Thursday, November 25, 2010

Optimizing Performance On The Xbox 360 - Part 2

In part 1 I described the reasons why Xbox 360 is slower than an equivalent PC and  some of the basic recommendations for optimizing C# code to make it run faster. In this post I will mention a few other tricks to increase performance on the Xbox 360.

Structures… again.

In the .NET world, objects are allocated on the heap and structures are allocated on the stack. Remember, only the heap is garbage collected, this means that structures are not subject to the expensive garbage collection operation. Allocation on the stack is basically free as we only need to increase a stack pointer and call a constructor. This means you can reduce garbage collection and increase speed by using structures instead of objects – however, you need to know the difference between the two. You should also follow the general recommendations for using structures:

  • Small data objects (data containers)
  • Often destroyed or created
  • Read-only (or mostly-read) objects

Reuse those objects

As mentioned before, objects are allocated on the heap that is garbage collected. That is why you should avoid creating a lot of objects on each update. Instead, you should reuse the objects using pools as explained in part 1. Another and simpler way is to move the object to outer scope and/or make it static. One object that you should pay close attention to is the SpriteBatch (if you are using XNA). Do not create the SpriteBatch object on each update, but keep a reference to it through out the game.
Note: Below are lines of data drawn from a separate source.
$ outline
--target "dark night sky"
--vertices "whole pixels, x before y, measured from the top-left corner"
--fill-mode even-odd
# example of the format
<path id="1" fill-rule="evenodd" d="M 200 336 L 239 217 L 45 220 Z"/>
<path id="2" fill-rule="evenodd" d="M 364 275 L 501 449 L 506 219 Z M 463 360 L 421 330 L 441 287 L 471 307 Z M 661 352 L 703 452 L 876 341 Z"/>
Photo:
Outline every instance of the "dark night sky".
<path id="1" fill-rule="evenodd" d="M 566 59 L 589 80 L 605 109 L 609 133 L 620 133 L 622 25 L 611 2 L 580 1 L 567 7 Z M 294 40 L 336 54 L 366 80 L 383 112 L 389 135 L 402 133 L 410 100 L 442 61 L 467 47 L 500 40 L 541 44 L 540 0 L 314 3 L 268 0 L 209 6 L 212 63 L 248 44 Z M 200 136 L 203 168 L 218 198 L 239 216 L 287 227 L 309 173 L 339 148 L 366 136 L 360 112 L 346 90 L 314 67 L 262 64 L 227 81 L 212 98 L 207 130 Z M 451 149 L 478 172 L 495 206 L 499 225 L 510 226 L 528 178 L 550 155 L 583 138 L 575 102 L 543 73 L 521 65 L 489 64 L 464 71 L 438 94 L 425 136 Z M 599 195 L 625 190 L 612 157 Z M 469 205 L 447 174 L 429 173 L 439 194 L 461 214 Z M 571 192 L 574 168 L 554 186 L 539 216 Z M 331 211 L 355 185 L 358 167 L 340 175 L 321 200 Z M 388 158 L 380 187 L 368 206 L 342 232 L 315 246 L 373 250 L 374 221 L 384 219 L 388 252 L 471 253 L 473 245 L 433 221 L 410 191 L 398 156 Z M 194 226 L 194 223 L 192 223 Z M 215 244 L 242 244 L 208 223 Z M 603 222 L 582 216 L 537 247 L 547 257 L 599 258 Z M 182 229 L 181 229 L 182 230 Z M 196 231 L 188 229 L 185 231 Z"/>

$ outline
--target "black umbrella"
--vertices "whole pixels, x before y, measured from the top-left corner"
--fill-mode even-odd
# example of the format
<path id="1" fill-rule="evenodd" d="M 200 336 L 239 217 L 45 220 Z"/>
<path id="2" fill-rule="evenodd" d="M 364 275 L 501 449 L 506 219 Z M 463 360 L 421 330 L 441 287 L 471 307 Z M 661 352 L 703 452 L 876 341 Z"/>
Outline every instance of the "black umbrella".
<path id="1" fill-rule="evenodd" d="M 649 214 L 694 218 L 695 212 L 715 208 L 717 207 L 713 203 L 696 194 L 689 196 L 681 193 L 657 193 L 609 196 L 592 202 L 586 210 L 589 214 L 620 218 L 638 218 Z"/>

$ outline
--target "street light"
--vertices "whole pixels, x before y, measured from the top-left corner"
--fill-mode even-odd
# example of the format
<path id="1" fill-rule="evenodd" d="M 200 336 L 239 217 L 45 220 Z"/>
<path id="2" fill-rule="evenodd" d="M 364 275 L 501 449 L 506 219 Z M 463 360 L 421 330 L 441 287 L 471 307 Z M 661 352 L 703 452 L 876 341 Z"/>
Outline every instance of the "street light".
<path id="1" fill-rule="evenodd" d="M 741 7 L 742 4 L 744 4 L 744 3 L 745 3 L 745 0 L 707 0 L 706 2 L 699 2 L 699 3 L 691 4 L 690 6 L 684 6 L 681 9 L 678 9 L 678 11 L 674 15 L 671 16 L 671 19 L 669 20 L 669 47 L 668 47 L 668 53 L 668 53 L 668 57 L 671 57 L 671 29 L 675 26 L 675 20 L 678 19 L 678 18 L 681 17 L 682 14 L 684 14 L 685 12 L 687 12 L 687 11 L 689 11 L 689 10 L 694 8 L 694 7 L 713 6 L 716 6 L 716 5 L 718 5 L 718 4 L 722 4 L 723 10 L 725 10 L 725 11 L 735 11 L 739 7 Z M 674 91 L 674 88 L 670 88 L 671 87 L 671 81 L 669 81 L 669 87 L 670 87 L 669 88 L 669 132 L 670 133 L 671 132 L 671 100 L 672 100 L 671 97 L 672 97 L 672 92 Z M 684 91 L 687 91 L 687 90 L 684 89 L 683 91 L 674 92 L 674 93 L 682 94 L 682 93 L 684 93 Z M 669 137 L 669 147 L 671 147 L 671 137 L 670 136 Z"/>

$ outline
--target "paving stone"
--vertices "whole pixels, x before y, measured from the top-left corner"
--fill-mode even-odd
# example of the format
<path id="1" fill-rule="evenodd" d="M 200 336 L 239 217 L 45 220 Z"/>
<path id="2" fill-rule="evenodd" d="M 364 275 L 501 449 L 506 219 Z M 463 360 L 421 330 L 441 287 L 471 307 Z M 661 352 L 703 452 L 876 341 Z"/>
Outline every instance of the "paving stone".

You should also pay attention to List<T>, arrays and other commonly used list types. When you create a new List<T> and add a single item to it, it will initialize an array with a size of 4. If you add more than 4 elements, it will create a new array with double the size. The results is that 2 arrays have been garbage collected. To keep that from happening, you should initialize List<T> with a capacity that is equal to what you need. To keep the List<T> form being garbage collected, you should move the list to outer scope and clear it before use instead of initializing a new instance.

Boxing

Boxing is the process of encapsulating a value type in a reference type container. This is great as it allows us to pass value types as objects to methods or store them in collections as objects. However, this is not great for performance and we have to eliminate boxing and unboxing where we can. You can use tools like Reflector or Ildasm to disassemble your application to MSIL code. Inside the MSIL code you simply look for the box and unbox keywords. You can find more info along with pictures in my post Performance Tips and Tricks Part 4.

Further reading

I recommend you read two GDC 2008 PowerPoint presentations. CLR Performance by Frank Savage and Understanding XNA Framework Performance by Shawn Hargreaves.

Sunday, November 21, 2010

Optimizing Performance On The Xbox 360 - Part 1

After my Performance Tips and Tricks series I got a lot of requests to write a post regarding the performance on the Xbox 360 platform. I will try to focus on why Xbox 360 is slower than PC and what we can do to get around it. But first we need to underline the importance of good programming.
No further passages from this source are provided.